At the publisher level, competition may have major indirect effects on medicine and science at large. Scientific publishing has an annual work cycle exceeding $30 billion and very large profit margins, which are possible in part because approximately 100 million hours of peer reviewers’ time is offered free yearly.8 The publishers behind the new generation of specialized mega-journals (Table) are taking this money-making recipe to new heights. Science and scientists may feel thwarted, if not entirely powerless, while big publishing corporations fight for field domination. However, it would be to the benefit of all if scientists, medical and research institutions, and funders gave credit to and rewarded journals (and publishers) that promote more transparent research and more rigorous research practices. Scientists could prioritize submitting to and citing work from these journals, and institutions and funders might offer incentives for preferring publication in these venues. Moreover, journals that do not depend on commercial publishers and have more secure finances (eg, large general medical journals published by medical associations, such as JAMA and BMJ) could lead in raising the standards of transparency and rigor and in spearheading new initiatives therein. They could offer paradigms to also steer the journals that publish the bulk of the literature.

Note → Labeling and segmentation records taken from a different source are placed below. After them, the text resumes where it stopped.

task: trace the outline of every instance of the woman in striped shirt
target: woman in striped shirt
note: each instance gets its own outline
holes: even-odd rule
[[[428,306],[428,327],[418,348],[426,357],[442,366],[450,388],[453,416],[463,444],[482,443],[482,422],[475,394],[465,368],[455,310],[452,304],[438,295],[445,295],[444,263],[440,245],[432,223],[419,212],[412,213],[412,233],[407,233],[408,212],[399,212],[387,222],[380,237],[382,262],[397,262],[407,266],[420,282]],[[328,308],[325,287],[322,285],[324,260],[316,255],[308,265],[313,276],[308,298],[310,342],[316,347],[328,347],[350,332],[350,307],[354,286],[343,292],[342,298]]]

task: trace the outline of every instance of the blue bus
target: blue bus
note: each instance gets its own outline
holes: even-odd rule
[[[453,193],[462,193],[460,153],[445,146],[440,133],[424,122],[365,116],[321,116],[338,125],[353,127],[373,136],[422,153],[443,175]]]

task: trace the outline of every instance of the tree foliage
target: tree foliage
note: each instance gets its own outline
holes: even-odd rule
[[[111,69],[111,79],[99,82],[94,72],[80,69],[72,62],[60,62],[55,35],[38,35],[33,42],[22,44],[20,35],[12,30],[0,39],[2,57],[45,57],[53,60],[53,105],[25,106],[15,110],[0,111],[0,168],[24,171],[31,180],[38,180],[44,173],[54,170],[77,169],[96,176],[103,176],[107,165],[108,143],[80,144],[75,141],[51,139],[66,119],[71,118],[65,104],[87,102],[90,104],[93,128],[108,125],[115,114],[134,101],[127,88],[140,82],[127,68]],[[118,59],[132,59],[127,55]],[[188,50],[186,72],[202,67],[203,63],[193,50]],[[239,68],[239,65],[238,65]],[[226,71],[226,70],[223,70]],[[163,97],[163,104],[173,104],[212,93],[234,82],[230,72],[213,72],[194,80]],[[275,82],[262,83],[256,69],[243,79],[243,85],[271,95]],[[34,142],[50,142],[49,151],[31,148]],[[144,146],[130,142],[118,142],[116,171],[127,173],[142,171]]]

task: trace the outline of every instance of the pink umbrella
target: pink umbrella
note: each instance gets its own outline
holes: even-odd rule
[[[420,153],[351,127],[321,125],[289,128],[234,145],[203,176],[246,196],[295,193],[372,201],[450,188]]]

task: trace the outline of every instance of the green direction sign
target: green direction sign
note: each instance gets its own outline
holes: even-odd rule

The explosive growth of mega-journals may be accompanied by the fall of some previously prestigious journals. Journals are not permanent: of 27 general medical journals publishing in 1959, only 6 published continuously with the same name until 2009.9 The half-lives of scientific journals may be shortened in the current shifting environment. What matters is whether journals that publish the lion’s share of the literature endorse and facilitate the best research practices.